En el aspecto más puramente documental, Herzog entrevista a arqueólogos, paleontólogos y conservadores que ponen en contexto los hallazgos y las distintas teorías sobre la cueva, aunque su visión no es la de un documental científico al uso. Los diferentes expertos son mostrados con una mezcla de respeto y de extrañeza, subrayando el aspecto casi ritual de su trabajo. No son académicos fríos y teóricos racionalistas, sino una especie místicos modernos, de exploradores del tiempo que estudian el pasado con una devoción casi sacerdotal. En una de las escenas más memorables de la película, un investigador toca una flauta prehistórica reconstruida y ejecuta una melodía que podría haber sonado hace más de treinta mil años; este momento musical conecta dos eras separadas por un abismo temporal, y Herzog lo filma con una emoción contenida, consciente de estar presenciando algo que trasciende la explicación racional y tratando de trasladar ese sentimiento al espectador. Una mezcla de ciencia y espiritualidad que recorre toda la película, los datos, las teorías, los resultados de las pruebas, no como fin en sí mismos, como resultado, sino como primeros pasos, puertas hacia el abismo del misterio, una reformulación de lo sagrado desde la ciencia. “¿Podemos realmente comprender a esas personas o solo estamos viendo sombras de nosotros mismos proyectadas sobre las paredes del tiempo?”. Esta pregunta, formulada por Herzog en voz alta, constituye la clave del filme y le otorga su condición de experimento mágico, de ceremonia secreta. Buscar el origen es mirarnos en el espejo y, también, proyectarnos hacia el futuro.

La cueva actúa así no solo como objeto de estudio, un espacio de interés científico, sino como caja de resonancia, metáfora de la mente humana, de nuestro cubículo craneal. Las pinturas, los ecos, el silencio, el aislamiento, superan el lugar físico y evocan un universo interior, el inconsciente colectivo, esos sueños olvidados del título. Herzog la filma como si fuera una extensión del alma, un santuario donde residen las imágenes primordiales que siguen alimentando nuestra imaginación moderna, el territorio entre vigilia y sueño del que se nutre. Así, en varios instantes las figuras de animales parecen emerger de la roca como apariciones oníricas. La música etérea y la iluminación tenue subrayan esa sensación de estar dentro, o de ser parte, de un sueño prehistórico.
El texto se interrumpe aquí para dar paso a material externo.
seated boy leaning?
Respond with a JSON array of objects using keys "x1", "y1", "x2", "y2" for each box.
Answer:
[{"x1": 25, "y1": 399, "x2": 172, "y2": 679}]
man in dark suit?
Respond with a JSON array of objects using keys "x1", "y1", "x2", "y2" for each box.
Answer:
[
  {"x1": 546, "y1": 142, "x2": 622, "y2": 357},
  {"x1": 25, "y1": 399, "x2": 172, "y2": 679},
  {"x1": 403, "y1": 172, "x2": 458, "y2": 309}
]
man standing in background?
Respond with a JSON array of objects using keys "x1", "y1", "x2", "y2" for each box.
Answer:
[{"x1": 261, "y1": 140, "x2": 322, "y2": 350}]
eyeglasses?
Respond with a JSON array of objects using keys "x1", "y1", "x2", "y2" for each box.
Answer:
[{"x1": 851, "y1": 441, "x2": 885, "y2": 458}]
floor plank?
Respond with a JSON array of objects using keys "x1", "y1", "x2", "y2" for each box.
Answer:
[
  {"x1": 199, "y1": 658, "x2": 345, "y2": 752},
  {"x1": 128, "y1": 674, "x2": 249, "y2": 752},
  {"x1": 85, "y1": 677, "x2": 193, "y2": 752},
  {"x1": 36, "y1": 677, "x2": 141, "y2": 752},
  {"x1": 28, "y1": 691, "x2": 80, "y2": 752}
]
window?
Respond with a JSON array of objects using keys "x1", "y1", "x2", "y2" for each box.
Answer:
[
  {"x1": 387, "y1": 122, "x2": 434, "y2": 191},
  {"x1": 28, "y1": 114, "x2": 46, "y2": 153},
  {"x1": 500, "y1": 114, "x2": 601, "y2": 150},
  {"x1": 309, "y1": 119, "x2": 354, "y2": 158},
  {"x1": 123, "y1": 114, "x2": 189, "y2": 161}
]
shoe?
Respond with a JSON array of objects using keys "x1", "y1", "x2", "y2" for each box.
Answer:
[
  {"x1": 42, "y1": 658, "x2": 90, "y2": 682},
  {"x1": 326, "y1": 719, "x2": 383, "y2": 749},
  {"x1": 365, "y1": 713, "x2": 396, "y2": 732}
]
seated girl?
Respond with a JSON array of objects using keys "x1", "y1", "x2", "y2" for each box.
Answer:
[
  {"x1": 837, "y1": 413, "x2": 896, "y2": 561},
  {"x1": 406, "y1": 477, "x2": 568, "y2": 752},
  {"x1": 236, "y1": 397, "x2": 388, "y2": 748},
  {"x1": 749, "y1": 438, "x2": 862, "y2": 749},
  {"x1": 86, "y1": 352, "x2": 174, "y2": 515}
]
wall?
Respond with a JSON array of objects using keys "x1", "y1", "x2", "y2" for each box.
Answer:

El epílogo del filme resulta asombroso: una central nuclear cercana a la cueva lleva décadas desprendiendo vapores que han alterado el ecosistema local, dando lugar a una colonia de cocodrilos albinos. La escena, aparentemente gratuita, conforma no obstante una especie de absurda digresión poética que invita a pensar en la continuidad entre el pasado remoto y el futuro distópico. Esos cocodrilos mutantes, contemplados por la cámara como criaturas mitológicas, apelan al destino incierto de la humanidad, a su capacidad de crear y destruir, de soñar y deformar sus propios sueños.

Próxima a cintas como Fata Morgana (1971) o la posterior Encuentros en el fin del mundo (Encounters at the End of the World, 2017), las hermosas imágenes de la fotografía de Peter Zeitlinger combinan el rigor documental con la sensibilidad pictórica, mientras que la música de Ernst Reijseger contribuye decisivamente a esa atmósfera hipnótica de conexión con lo ancestral, con el misterio. Herzog no aspira a resolverlo, sino que pone su empeño en compartirlo, en celebrarlo, en resucitar imágenes dormidas y devolverlas a nuestro presente. La película se aleja de nuestro mundo moderno de inmediatez y materialismo y se detiene a observar y a pensar en ese aparentemente inútil gesto de pintar en medio de la oscuridad. El arte rupestre como reflexión del propio acto de filmar y proyectar, de ver una película en la pantalla iluminada de una sala oscura, luces y sombras como espejismo de la vida. Sin embargo, la cámara solo puede reproducir y traducir, no capturar plenamente la experiencia de vivir aquellas imágenes. Herzog mira con humildad y fascinación, sabedor de que a través del cine no puede poseerse una verdad, sino simplemente rozarla, y que esa limitación, esa incapacidad, hace treinta mil años y ahora, es lo que nos hace humanos.